Pero el habitual aburrimiento que
me invade en sitios así, nunca paliado por el ofrecimiento de un surtido de
revistas del corazón que otras sí hojean con avidez, es compensado con la
lectura del libro de turno que esté en mis manos en ese momento o del Muy
Interesante, la única revista a la que me gusta echar un vistazo de vez en cuando. Si hay alguna otra
en la peluquería que me pueda interesar será siempre de peinados. De hecho, la
última vez que he ido elegí el actual color de mi pelo enseñando una de las
fotos que aparecían en ella. Me sorprendió la similitud del rubio que me aplicaron con
el que había mostrado yo, además de topar con una profesional, peculiar como
casi todas en Llongueras, que me aconsejaba con tino y alabó la calidad de mi
pelo, ella que no es muy habladora por lo general. Y digo peculiar porque exhibe un
gesto poco común, los labios carnosos fruncidos en una mueca como de asco, desprecio o
suficiencia, un poco al estilo de las artistas de cine de antes, las femme fatale, una mirada de grandes ojos oscuros cansados, tristes y un poco
perdidos en el vacío, pelo rizado y piel morena. Su sonrisa, por lo excepcionalmente que aparece, es hermosa.Tiene en su conjunto un algo exótico.
Pero no tan peculiar como un
compañero que, mientras yo esperaba a que me atendieran, distrayendo la
mirada en una pantalla de televisión que cuelga del techo sobre el mostrador
de recepción, en la que no cesaba de aparecer el gran Llongueras haciendo exhibición de sus habilidades capilares ante un
público reunido en un salón de actos, hacía y deshacía peinados en
la cabeza de una joven clienta que, según supe después, se iba a casar y se estaba
haciendo pruebas de peinados.
Al principio, cuando no sabía lo
que estaba haciendo, pensé que el peluquero era muy indeciso y no daba con el
aire adecuado para la clienta, o que quizá quería hacer una exhibición de sus
destrezas. Recogidos magistrales eran deshechos para al momento dejar paso a
cascadas de bucles perfectos y brillantes, entre otras muchas veleidades. El
peluquero, homosexual, lucía una malla negra que se ajustaba como un guante a dos
piernas de palillo muy largas y se holgaba en sus partes, demasiado
protuberantes para un cuerpo tan triste, un rapado al uno con reflejos rubio
platino y una cruz colgando de una de sus orejas, las uñas lacadas en un tono
oscuro. Se movía sin parar en torno a la futura esposa, haciendo un despliegue
maravilloso de peinados ideales para nupcias, clásicos pero con un
toque moderno, dinámico, deslumbrante. Chocaba la apariencia desharrapada del peluquero con su habilidad y brillantez a la hora de
hacer su trabajo, pues su aspecto lo encuadraría más bien en estilos vanguardistas y
rompedores. Aunque me imagino que si es tan bueno en lo suyo como parecía será
capaz de hacer cualquier cosa que se proponga.
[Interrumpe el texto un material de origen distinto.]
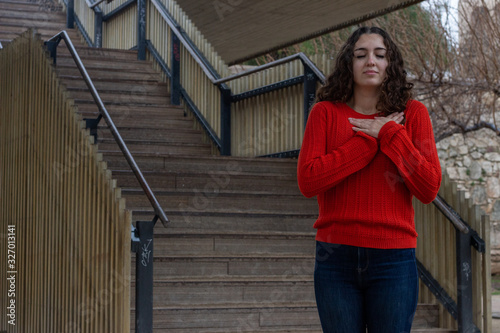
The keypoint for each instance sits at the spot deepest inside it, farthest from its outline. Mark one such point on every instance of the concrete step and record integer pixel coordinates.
(109, 64)
(29, 6)
(227, 265)
(153, 134)
(244, 318)
(276, 318)
(6, 21)
(149, 162)
(44, 34)
(99, 53)
(231, 293)
(119, 98)
(101, 73)
(148, 88)
(37, 13)
(204, 182)
(203, 244)
(160, 148)
(206, 221)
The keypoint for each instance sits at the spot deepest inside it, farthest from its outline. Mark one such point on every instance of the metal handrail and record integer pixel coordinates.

Otro compañero, envidioso de su maestría,
tenía tiempo entre clienta y clienta para murmurar con las compañeras lo
excesivo de su dedicación, de que no hacía falta tal despliegue, que con un
canuto de cartón, parecido al que lleva el papel higiénico, en torno al cual se
enrollaba el pelo, él había hecho un recogido nupcial en una ocasión. No tiene
color. Todos son profesionales de Llongueras, pero no todos valen lo mismo ni
se ganan el sueldo con igual tesón.
También es verdad que pude
escuchar lo que las pruebas le supusieron a la joven clienta, bastante insípida
y con un aire anticuado, que iba acompañada de su madre, estilosa, educadísima
y muy amable, aunque con pinta envejecida, a la que el peluquero se dirigió casi en exclusiva cada vez que
quería comentar algo. El precio fueron 193 € o algo así. Tratándose de Llongueras,
y de ensayar looks para una ocasión tan especial, merece la pena.